Eleven hours a week. That's about a day and a half. Every week. A day and a half that sales reps are out scouring the internet trying to determine who to call and to generate the information they need to interact with leads.
That's what Tim Young tells us Outsell's latest research reports. He also makes a hugely valid point when he asks if that's the best use of your sales rep's time. But, his final assertion of the blog post is, perhaps, his finest: "It's the nurturing process people." Bravo.
The critical point here is to decide the most valuable use of your sales rep's time.
Is it research or closing sales?
Will your sales process be impacted in a positive way by providing the ability for sales reps to have visibility into a marketing process that nurtures leads and tracks valuable interactions? Especially if those interactions reflect an engaging customer experience and highlight triggering events that set up your sales reps to take the relationship through to close. Or is it better to use salespeople to do administrative research and qualifying?
A lead nurturing system is imperative in complex sales where the knowledge transfer is intensive and the sales cycle is long. Building relationships is the only way to get in the door with these type of leads. Using sales reps to cold call prospects is not going to have them making their numbers or your company meeting strategic objectives.

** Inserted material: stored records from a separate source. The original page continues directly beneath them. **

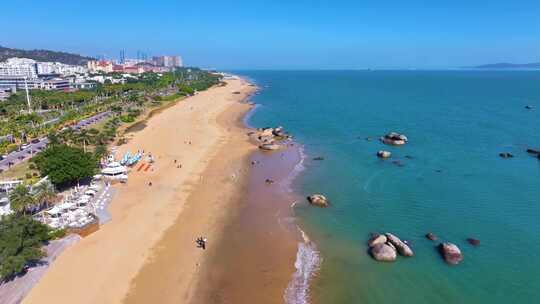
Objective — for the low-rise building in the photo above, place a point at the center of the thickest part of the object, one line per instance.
(100, 66)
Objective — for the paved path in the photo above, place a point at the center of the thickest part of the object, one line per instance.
(17, 157)
(14, 291)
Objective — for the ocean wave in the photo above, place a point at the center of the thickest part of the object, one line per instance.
(308, 261)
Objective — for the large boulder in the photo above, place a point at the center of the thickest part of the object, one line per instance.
(401, 247)
(383, 253)
(267, 132)
(377, 239)
(384, 154)
(394, 138)
(269, 147)
(451, 253)
(318, 200)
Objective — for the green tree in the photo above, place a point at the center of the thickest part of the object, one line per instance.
(21, 199)
(44, 192)
(21, 239)
(65, 165)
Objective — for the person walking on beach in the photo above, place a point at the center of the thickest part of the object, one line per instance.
(201, 242)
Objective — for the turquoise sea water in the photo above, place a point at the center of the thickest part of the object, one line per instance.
(455, 185)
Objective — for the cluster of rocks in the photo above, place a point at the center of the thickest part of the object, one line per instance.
(318, 200)
(384, 154)
(269, 139)
(394, 138)
(385, 247)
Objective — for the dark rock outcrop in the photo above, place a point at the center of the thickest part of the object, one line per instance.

Let's face it, sales people are concerned with their numbers. They are motivated to make them and will do whatever it takes to get those results. Many companies are transitioning from a component sale to a solution sale. How they set their sales reps up to succeed is dependent upon the processes they put in place to support lead nurturing.
At this stage in the digital marketplace, companies that haven't empowered their marketing departments to run campaigns that engage and nurture means their sales reps are going to spend way too much time trying to generate demand from leads not ready to buy.
How much time do your sales reps spend actually selling?